Questions and Answers from the latest New Form 990 training I did:
For calculating our total assets to determine which form we use, do we exclude property, plant and equipment?
Nope, you use total assets for figuring out which form, either the 990, 990 EZ or the 990 N, to fill out.
When filling out the functional expense section and calculating the advertising expenses, do we include money we spent to advertise open positions within the organization?
Not as I read the instructions. Here is what it says for line 12 in part IX:
Advertising expenses. Enter amounts paid for advertising. Include amounts for print and electronic media advertising. Also include Internet site link costs, signage costs, and advertising costs for the organization’s in-house fundraising campaigns. Do not include fees paid to independent contractors for conducting professional fundraising services or campaigns (these amounts must be reported on line 11e).

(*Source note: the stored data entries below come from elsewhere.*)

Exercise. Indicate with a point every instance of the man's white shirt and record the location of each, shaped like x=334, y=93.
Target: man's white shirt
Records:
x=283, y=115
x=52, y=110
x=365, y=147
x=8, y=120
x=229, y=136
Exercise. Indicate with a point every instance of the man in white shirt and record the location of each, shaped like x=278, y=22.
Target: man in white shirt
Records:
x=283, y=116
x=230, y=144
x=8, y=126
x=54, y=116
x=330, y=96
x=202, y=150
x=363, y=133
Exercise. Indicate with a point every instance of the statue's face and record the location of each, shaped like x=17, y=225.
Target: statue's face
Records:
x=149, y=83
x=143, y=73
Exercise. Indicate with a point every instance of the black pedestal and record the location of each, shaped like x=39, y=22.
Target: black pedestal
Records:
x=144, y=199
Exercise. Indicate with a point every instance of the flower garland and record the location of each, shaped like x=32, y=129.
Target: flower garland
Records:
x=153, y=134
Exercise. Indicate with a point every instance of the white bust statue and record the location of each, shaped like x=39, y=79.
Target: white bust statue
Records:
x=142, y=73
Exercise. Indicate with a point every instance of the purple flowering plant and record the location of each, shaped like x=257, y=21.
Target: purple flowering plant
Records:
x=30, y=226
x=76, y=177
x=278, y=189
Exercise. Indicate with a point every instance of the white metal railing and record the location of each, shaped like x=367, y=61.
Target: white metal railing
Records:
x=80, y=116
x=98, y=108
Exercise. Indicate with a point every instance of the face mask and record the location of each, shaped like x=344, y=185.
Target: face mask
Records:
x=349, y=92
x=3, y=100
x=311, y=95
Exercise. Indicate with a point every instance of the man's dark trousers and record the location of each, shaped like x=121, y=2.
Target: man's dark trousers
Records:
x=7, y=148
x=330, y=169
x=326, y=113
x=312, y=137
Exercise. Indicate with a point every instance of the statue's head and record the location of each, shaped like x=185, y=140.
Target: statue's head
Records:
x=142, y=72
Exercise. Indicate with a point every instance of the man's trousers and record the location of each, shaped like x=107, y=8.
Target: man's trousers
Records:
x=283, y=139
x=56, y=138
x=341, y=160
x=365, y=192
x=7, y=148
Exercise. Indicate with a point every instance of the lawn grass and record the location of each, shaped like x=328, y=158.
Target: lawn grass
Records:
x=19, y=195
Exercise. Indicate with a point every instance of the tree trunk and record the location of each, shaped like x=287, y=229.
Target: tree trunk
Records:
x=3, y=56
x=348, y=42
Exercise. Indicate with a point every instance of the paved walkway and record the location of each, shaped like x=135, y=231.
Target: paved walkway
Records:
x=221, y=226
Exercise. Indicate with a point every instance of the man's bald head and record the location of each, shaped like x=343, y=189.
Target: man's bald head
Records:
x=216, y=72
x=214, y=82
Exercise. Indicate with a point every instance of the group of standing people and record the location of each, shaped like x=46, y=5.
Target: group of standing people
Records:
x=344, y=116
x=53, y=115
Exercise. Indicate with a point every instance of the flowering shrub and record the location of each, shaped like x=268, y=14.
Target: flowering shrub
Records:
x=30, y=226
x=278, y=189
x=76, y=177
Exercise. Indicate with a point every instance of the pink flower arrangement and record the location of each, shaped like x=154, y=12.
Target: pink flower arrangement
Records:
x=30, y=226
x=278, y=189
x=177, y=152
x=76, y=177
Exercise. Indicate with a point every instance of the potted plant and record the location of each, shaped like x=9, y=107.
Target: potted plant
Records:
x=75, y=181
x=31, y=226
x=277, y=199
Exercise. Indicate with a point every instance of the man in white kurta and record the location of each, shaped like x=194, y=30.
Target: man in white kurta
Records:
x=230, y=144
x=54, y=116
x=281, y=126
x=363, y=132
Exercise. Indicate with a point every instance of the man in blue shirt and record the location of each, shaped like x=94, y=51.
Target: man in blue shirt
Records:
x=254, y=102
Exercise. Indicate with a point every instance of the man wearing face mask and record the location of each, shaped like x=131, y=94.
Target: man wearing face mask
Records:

With the economic downturn and the decreased value of endowments and reserves, will more organizations be filling out Schedule N of the form 990?
Probably not. As excerpted from page 5 of the instructions for Schedule N, Liquidation, Termination, Dissolution, or Significant Disposition of Assets :
The following types of situations are not required to be reported in Part II:
- The change in composition of publicly traded securities held in an exempt organization’s passive investment portfolio.
- A decrease in the value of net assets due to market fluctuation in the value of assets held by the organization.
Check out the rest of the instructions to see what does qualify as a reason to fill out the schedule.
Is deferred revenue, as reported on line 19 in Part X of the form 990 the same as the temporarily restricted net assets reported on line 28?
Not exactly. Temporarily restricted net assets, and asset of the organization, generally are some type of contribution given to an organization for a specific purpose (narrower than the overall scope of the organization), or for use in a future period, or both. For the most part the organization will have already counted it as current income, already earned the money. The type of donor imposed restriction on that contribution would not come into play here. But always check the agreement with the funder to make sure you are handling the funds properly.
Typically what would be listed as deferred income, a liability to the organization, would be income received which you have not earned the money; rents received in advance, payments for services not yet delivered, etc. This would come under earned income as opposed to contributed income. Once you earn the income, it would move out of deferred and into current income.